- Theatrical release poster
- Directed by: Timothy Scott Bogart
- Written by: Timothy Scott Bogart
- Produced by: Timothy Scott Bogart; Laurence Mark; Chris Torto; Jessica Martins; Gary A. Randall;
- Starring: Jeremy Jordan; Michelle Monaghan; Jay Pharoah; Lyndsy Fonseca; Dan Fogler; Peyton List; James Wolk; Jason Isaacs;
- Cinematography: Byron Werner
- Edited by: Derek Ambrosi
- Music by: Evan Bogart Justin Grey
- Production companies: Hero Entertainment; The Boardwalk Entertainment Group; Madmana Studios; Carioca Capital Partners; Blue Rider Pictures; Bay Point Media;
- Distributed by: Hero Entertainment; Howling Wolf Films;
- Release date: March 31, 2023;
- Running time: 137 minutes
- Country: United States
- Language: English
- Box office: $66,284

= Spinning Gold =

Spinning Gold is a 2023 American biographical drama film written and directed by Timothy Scott Bogart. It is based on the life of his father, Casablanca Records founder Neil Bogart.

==Premise==
The film depicts the life and career of record producer and Casablanca Records founder Neil Bogart, who was credited with discovering many musical acts such as Donna Summer, Kiss, Village People, Cameo; and signing acts including the Pips (without Gladys Knight), Cher and Parliament.

==Production==
The project was originally announced in September 2011, with Timothy Scott Bogart writing and directing the feature about his late father. Justin Timberlake was cast as Bogart. In October 2013, Spike Lee was in talks to direct the film. In January 2014, the film was delayed due to the Envision Entertainment scandal.

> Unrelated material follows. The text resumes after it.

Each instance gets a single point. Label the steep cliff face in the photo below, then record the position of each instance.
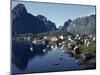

In June 2019, Deadline reported that Timothy Bogart would direct the film, with Jeremy Jordan now cast as Bogart, and Samuel L. Jackson, Kenan Thompson, Jason Isaacs and Jason Derulo amongst the extensive cast. Richard Dreyfuss and Sebastian Maniscalco were added to the cast in August. In June 2021, new cast members were announced, including Wiz Khalifa replacing Jackson and newcomer Casey Likes playing Gene Simmons.

Filming began on July 16, 2019, in Montreal, with plans to wrap on September 20. On August 23, Canadian actors' union ACTRA issued a "Do Not Work" order forbidding its members from working on the film, alleging the producers were "unfair engagers for failure to meet payroll obligations." As of June 17, 2021, filming had begun in New Jersey.

==Release==
The film was released in theaters on March 31, 2023.

==Reception==
 Metacritic, which uses a weighted average, assigned the film a score of 42 out of 100, based on 10 critics, indicating "mixed or average" reviews.